In 2010, Cadres of the Tamil Nadu Untouchability Eradication Front (TNUEF) and the Communist Party of India (Marxist) under the leadership of P. Samath, protested to bring down the wall on the South Gate of the Chimdabaram temple, which was—as per a tale—built as Nandanar entered from the gate.
The walled gate was the symbol of the oppression of the Dalit caste and caste discrimination, as per the protesters who demanded its demolition. The state government — which governs the temple currently — contented that the veracity of Nandanar's tale and its connection to the walled Gate, can not be ascertained and thus, refused the protesters' demands.
Nandanar "continues to inspire them (Dalits) as a symbol of resistance and a hope of a better future". However, young Dalits identify with recent Dalit leaders like B. R. Ambedkar and are unaware or uninterested in the "obedient Nandanar". Ambedkar, himself had dedicated his book The Untouchables, to three Dalit saints, including Nandanar.

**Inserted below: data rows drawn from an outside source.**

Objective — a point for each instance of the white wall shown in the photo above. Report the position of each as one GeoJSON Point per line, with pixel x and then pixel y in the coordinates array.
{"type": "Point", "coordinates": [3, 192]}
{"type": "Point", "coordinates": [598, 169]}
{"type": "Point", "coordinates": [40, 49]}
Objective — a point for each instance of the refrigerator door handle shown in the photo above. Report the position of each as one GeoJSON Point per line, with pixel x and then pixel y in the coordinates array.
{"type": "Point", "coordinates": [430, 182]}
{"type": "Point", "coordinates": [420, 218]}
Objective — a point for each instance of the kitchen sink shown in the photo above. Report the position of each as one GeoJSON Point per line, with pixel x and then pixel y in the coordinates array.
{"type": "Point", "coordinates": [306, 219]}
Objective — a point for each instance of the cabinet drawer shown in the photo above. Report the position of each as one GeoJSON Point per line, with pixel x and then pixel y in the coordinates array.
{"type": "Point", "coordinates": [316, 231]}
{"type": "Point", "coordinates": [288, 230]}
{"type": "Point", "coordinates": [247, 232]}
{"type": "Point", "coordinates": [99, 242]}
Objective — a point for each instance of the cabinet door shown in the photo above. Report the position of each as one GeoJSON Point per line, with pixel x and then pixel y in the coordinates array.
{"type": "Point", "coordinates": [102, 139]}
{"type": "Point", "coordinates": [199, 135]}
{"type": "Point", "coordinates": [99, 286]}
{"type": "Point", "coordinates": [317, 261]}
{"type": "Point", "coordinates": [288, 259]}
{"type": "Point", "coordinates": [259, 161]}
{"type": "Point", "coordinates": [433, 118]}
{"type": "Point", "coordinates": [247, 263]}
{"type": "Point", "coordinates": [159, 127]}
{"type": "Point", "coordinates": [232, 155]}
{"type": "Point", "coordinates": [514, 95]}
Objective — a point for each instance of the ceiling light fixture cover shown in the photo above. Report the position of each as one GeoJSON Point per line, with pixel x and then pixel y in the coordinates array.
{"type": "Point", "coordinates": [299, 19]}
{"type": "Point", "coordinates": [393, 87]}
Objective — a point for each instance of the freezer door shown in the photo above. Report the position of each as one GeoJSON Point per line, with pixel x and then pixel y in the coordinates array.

In speech in Chidambaram, Mahatma Gandhi called Nandanar, a true practitioner of Satyagraha, a means of Nonviolent resistance. Gandhi said: "Nanda broke every barrier and won his way to freedom, not by brag, not by bluster, but by the purest form of self-suffering... he shamed them (his persecutors) into doing justice by his lofty prayer, by the purity of his character, ... he compelled God Himself to descend and made Him open the eyes of his persecutors".
Nandanar's tale is retold numerous times through folk tales, plays, literature and art forms like Villu Paatu and "musical discourses".
A number of Tamil films, all titled Nandanar, recall Nandanar's tale following Bharati's version. Besides a silent film in 1923, another silent film Nandanar, subtitled The Elevation of the Downtrodden, directed by P. K. Raja Sandow, in 1930. The first talkie film on Nandanar was made in 1931.
The 1935 film featured K. B. Sundarambal, who also performed on stage as the Nayanar numerous times. The 1942 film, starring Dandapani Desikar in the lead, courted controversy for its overly Brahmin overtones and was banned in Kolar Gold Fields after protests by Dalits, however the ban was lifted after Desikar met and personally apologized to the Dalits for being part of the climax, which featured the fire-purification.
Another film on Nandanar was released in 1943. Sundaram Balachander acted in the 1948 film. N. S. Krishnan presented the story as a "narrative art form", while A. Padmanabhan released a small booklet on the saint's life for children.
C. T. Indra says that Nandanar was made immortal in legend and remembered over the years "as a strategy of public management of anxiety. ... In the Essentialist way, Nandan's devotion was cited down the ages to play down the social inequities and play up his spiritual qualifications."